だが体育館の外から走ってくる人物にその手を止めてしまった。
「徳山さんっ!!」
「桐哉くん? キャッ!?」
駆け寄ってきたかと思えば肩を掴まれ、つい柚姫は短い嘆声を発する。
桐哉は焦った様子で柚姫の顔を覗き込んでいた。
「葵斗から騒ぎになってるって聞いて。
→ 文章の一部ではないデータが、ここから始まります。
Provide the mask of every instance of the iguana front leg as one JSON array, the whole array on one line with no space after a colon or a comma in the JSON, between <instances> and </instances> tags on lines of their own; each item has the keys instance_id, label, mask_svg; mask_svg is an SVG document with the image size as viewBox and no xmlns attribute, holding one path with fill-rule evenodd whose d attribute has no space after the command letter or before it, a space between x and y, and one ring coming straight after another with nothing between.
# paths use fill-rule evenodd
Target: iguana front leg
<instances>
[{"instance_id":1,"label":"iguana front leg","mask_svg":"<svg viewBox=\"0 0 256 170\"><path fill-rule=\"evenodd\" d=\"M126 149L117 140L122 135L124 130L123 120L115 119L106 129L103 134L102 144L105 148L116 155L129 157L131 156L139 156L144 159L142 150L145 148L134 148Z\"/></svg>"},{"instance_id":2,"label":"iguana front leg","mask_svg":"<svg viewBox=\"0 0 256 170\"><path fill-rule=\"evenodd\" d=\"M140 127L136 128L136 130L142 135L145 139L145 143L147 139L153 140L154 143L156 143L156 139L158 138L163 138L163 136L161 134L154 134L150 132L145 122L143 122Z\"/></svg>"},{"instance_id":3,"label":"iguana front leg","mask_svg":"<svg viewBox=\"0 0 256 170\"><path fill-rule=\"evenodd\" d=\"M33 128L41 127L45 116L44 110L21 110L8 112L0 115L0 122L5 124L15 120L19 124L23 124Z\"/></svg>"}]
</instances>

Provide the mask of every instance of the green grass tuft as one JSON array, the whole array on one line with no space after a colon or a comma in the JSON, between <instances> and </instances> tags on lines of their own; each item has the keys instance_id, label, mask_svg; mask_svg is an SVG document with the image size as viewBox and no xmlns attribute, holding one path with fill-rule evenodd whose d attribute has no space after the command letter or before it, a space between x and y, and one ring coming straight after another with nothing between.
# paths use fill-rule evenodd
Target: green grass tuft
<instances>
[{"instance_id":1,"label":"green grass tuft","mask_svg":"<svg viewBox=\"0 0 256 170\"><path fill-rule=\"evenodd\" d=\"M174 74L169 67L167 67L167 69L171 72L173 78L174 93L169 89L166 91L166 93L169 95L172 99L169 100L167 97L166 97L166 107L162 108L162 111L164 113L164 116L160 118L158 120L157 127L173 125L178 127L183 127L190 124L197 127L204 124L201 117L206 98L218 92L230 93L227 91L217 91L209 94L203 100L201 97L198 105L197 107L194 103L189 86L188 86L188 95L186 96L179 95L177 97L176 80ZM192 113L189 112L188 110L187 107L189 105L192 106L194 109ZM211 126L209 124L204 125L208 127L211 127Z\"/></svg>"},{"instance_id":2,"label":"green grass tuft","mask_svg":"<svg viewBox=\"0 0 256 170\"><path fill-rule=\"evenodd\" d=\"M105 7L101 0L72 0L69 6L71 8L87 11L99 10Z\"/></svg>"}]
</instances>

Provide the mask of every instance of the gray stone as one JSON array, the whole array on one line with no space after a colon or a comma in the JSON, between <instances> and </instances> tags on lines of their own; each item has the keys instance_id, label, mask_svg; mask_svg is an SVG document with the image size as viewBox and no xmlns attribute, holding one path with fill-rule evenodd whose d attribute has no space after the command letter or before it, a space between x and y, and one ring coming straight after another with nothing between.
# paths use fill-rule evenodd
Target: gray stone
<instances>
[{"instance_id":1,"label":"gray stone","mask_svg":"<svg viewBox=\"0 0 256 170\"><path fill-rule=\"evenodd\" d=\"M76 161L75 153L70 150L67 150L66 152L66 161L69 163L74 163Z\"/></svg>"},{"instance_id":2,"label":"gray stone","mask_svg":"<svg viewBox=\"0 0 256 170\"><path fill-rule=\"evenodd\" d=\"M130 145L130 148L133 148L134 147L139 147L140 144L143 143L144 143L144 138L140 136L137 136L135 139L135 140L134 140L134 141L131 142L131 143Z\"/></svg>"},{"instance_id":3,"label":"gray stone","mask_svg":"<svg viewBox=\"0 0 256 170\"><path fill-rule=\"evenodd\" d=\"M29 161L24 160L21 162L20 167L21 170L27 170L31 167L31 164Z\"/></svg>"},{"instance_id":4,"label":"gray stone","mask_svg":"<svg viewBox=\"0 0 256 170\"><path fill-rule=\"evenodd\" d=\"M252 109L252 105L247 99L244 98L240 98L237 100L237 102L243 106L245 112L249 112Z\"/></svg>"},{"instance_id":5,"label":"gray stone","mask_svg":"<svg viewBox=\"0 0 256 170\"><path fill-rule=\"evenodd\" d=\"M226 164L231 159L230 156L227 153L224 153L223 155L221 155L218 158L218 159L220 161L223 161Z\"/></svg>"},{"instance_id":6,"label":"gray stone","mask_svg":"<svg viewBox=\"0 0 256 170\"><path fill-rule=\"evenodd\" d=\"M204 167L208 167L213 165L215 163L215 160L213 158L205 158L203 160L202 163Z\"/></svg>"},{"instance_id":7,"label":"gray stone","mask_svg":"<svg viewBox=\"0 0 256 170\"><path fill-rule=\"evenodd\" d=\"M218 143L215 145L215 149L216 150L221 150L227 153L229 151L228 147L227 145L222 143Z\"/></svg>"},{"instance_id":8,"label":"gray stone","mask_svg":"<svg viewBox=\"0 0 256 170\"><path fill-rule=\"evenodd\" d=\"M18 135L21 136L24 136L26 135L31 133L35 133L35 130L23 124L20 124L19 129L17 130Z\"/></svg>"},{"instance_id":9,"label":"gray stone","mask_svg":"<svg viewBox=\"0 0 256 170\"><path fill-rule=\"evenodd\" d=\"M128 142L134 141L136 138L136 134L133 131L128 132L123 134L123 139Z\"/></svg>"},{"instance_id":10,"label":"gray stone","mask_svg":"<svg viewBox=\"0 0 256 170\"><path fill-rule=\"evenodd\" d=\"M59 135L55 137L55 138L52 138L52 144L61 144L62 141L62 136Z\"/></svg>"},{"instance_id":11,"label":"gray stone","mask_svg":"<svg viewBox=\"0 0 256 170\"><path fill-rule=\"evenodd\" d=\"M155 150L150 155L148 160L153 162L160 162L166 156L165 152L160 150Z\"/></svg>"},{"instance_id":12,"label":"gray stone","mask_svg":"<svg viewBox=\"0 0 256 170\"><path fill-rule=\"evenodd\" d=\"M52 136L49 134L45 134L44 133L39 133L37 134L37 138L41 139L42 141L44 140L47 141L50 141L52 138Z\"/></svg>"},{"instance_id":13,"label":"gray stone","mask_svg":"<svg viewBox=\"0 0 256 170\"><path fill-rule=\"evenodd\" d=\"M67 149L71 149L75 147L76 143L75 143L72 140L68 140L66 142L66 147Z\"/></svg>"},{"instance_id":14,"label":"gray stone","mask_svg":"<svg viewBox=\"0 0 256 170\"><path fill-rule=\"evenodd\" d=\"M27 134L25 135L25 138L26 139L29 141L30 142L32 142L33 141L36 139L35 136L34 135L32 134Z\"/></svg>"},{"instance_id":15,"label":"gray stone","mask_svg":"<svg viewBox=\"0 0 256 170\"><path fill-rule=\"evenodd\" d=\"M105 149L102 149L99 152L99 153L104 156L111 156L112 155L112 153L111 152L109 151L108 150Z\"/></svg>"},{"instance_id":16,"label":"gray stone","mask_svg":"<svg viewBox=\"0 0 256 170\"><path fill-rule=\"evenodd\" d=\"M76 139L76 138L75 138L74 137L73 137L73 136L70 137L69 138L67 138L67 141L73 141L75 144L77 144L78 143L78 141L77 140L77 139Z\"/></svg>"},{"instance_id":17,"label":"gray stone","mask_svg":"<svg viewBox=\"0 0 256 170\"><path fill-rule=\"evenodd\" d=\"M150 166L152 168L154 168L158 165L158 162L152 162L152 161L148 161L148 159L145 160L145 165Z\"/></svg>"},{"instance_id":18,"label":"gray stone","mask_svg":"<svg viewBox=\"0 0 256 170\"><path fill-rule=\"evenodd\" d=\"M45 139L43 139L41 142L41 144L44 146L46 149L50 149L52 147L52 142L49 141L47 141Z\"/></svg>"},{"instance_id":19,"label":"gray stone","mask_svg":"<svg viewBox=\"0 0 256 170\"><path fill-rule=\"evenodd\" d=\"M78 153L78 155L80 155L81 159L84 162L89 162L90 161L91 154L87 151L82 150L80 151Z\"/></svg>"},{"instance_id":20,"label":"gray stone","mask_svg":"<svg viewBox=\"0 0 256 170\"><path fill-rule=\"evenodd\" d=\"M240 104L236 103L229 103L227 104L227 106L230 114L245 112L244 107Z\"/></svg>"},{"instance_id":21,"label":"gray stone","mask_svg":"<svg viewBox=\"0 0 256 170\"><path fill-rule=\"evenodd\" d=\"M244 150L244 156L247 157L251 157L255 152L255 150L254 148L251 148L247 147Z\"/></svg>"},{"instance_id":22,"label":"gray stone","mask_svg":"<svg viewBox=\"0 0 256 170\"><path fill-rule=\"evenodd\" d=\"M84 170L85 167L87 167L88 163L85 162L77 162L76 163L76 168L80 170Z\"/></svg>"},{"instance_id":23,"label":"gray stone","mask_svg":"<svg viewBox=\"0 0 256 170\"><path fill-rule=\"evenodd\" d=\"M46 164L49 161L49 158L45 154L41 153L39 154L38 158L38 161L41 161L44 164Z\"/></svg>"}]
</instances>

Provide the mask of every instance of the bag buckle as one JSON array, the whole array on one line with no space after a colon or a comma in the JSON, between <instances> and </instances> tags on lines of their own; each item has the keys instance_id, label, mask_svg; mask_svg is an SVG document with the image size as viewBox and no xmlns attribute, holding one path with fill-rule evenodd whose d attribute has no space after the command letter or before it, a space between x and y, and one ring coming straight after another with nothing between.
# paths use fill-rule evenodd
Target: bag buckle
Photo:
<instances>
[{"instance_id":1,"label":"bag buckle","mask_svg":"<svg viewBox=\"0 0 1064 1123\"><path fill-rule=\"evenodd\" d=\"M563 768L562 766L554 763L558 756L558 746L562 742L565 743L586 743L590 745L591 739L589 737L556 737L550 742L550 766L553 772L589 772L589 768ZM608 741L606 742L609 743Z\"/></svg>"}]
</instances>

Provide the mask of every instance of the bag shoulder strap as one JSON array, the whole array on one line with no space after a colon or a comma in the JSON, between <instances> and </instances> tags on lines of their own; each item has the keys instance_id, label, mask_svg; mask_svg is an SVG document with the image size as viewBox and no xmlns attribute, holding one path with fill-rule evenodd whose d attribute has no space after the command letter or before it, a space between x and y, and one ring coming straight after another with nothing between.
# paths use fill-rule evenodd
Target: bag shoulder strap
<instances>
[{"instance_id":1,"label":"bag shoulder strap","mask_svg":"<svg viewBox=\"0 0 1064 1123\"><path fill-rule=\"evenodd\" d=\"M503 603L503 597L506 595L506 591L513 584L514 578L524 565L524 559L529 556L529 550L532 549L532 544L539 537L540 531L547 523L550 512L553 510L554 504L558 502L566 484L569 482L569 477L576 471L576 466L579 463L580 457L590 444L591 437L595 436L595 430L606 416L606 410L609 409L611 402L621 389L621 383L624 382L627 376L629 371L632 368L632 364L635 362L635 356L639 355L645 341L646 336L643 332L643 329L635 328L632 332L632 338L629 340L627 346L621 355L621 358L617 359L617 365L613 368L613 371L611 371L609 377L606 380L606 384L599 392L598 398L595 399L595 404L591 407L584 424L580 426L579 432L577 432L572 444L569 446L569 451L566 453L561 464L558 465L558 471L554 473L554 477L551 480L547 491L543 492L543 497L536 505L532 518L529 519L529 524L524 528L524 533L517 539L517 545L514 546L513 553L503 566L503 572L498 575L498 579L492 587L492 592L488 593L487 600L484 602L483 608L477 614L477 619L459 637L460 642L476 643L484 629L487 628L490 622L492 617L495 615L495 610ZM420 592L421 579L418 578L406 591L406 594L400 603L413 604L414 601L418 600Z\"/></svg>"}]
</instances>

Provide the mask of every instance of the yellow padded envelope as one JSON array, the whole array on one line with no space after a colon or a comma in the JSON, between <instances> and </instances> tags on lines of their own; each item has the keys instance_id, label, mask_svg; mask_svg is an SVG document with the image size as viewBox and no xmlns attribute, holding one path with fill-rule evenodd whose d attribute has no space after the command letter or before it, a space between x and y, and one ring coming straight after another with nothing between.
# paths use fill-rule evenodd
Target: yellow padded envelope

それでいてもたってもいられなくて。怪我は……」
「だ、大丈夫。鼻血がちょっと出ただけだから……」
そこで止まったはずの鼻血が再び流れ出す。
恥ずかしくなり、柚姫は小さく悲鳴をあげ、あわててティッシュで鼻をおさえつけた。
桐哉は青ざめたかと思うと、とたんにムッとした顔をして柚姫を抱き上げた。
周りから黄色い悲鳴があがる。
「全然良くない! 服にも血がついてる! 早く洗わないと! それにティッシュももっと必要だ!」
「あ、あの、桐哉くん!? お、下ろして……え、ええーっ!?」
柚姫をお姫様抱っこして桐哉は体育館から出ていこうとする。
周りは圧倒的な王子の登場にすっかり射抜かれ、黄色い歓声をあげていた。
それは葉緩もまた同様で、目を輝かせてガッツポーズをとっていた。